Friday, January 9, 2009

From The Archives: Lost In Translation

Last year (or 10 days ago) I posted my reaction to my first experience with translators and meetings at the EU. I thought it high time that I post my second experience equipped with fresh new blatherings from yours truly. There is a third post lying around here somewhere which I plan to bring to you in the future, just not yet. Enjoy!

As always this color delineates a new comment.

Yesterday was my first foray into the committee meeting realm and to be honest there was so much shit going on in there I don't even remember what the meeting was about.

First off the fact that someone can translate from one language to another amazes me. You have to translate while at the same time remember what is being said so you can continue to translate. I would imagine that this would be incredibly exhausting and strenuous for the mind and can't even begin to comprehend the pressure that they feel. (I would like to add that every translator that I heard was always amazingly calm and spoke perfectly clear, no matter how heated the conversation would get)

Now that being said I was even more amazed when the first six speakers in the meeting, who all spoke different languages, were translated by a single translator. How does one know 6 languages fluently and not go crazy? I mean I struggled for 6 years to learn Italian and I know next to nothing and this guy knows 6?

Now the funniest part of the meeting was the effects that translation had on the attempts at humor made by the MEPs.

Every time an English speaker would begin to talk, I would take off the translation headphones for obvious reasons. In the front there was this Irish guy who was a fucking riot (looking back on it, it could have been mostly the Irish accent), but every time he made a joke I was the only one who would laugh right away, but then 4 seconds later the whole room would start laughing because of the translation delay. And some times people wouldn't laugh at all which confused me until I found my self on the other side of the situation.

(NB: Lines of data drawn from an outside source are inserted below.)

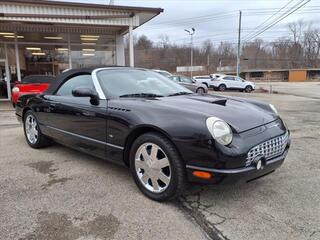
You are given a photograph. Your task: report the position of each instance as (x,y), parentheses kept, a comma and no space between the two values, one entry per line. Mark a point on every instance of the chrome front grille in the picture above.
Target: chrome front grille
(268,149)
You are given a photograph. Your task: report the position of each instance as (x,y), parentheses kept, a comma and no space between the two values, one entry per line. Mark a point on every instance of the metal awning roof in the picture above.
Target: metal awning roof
(53,16)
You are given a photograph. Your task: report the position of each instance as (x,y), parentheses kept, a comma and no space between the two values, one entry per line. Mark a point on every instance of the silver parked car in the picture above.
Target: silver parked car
(190,84)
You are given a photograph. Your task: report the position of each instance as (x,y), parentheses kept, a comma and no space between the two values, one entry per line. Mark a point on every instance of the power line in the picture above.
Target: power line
(279,19)
(263,23)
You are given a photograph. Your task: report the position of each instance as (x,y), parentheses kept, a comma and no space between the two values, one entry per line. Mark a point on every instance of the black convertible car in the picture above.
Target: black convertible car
(166,134)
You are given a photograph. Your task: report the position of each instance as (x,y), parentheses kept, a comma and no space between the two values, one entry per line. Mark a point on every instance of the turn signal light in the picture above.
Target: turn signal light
(201,174)
(15,89)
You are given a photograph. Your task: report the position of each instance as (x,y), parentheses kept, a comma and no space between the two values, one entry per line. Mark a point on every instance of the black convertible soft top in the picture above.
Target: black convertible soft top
(63,77)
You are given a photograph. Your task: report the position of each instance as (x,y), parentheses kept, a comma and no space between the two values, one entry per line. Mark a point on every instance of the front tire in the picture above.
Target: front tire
(157,168)
(200,90)
(32,132)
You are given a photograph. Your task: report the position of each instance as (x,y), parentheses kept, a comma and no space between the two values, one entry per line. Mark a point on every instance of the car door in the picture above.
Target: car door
(187,82)
(75,121)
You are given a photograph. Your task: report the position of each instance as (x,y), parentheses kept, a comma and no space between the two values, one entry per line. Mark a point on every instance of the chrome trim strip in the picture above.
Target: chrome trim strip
(237,170)
(96,81)
(86,138)
(97,84)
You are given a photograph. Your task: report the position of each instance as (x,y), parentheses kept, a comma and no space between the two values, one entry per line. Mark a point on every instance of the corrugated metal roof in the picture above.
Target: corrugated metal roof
(88,5)
(66,15)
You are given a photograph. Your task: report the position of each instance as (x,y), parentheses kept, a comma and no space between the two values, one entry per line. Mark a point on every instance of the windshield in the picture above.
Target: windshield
(37,79)
(138,83)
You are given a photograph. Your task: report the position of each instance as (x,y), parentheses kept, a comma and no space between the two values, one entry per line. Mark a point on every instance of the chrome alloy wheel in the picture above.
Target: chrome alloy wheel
(31,129)
(152,167)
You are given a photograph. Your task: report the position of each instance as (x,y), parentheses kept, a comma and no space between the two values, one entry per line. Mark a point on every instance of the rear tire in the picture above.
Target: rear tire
(32,132)
(157,168)
(222,87)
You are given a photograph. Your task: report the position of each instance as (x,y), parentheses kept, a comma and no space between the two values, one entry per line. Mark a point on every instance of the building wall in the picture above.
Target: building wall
(297,75)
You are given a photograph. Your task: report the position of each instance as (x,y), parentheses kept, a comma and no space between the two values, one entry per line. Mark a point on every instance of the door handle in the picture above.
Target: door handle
(52,106)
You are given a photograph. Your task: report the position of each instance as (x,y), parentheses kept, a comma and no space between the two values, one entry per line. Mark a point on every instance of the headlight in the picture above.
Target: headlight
(219,130)
(273,108)
(15,89)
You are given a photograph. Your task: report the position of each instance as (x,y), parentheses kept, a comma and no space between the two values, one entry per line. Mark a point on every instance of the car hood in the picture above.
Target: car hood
(241,114)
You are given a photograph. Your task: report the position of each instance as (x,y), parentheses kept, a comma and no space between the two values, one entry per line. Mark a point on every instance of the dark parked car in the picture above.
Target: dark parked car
(191,84)
(166,134)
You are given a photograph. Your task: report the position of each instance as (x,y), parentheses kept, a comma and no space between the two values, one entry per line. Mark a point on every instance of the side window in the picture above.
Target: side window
(186,80)
(175,78)
(84,81)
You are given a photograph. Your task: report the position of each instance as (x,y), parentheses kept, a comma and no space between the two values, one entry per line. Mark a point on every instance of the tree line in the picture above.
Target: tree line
(299,49)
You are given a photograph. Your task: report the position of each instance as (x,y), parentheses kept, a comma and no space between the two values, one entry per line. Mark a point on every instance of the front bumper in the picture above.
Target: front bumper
(237,175)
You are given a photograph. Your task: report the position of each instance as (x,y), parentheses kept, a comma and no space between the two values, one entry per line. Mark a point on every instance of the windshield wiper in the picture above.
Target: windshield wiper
(141,95)
(179,93)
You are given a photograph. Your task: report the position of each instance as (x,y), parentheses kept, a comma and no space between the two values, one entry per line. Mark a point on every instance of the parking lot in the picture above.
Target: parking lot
(57,193)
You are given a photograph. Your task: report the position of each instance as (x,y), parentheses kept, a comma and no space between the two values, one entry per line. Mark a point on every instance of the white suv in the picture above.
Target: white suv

There was this Czech guy who kept making the room burst out laughing every time he would talk except when it translated for me there wasn't any humor in the statement which puzzled me. Was my humor just that much different than European humor? Then it hit me, humor just doesn't always translate, certain words and sayings have different meanings from language to language so if the translator translates it literally then the humor will be lost.

It never really hit me until that moment that so much from culture to culture is lost simply because we can not express the true meaning adequately in any language other than our own. But then again that is what makes our cultures so different even if we do not have political borders (such as the EU is becoming) we have the borders of language to restarain us.


At this point I had been in Belgium for well over a month and it surprises me that it took this long to realize this about language when now it makes perfect sense to me. I envy those who speak multiple languages for it becomes increasingly apparent as I attend my Spanish class this semester that I am not all that adept at learning a second language. I took years of Italian only to come away with a minimal understanding of the language, and took a final my senior year to which my teacher said, I shit you not, "What am I supposed to do with this? And you took my class for 3 years?" But we'll see how it goes now that I have seen how many languages average Europeans know.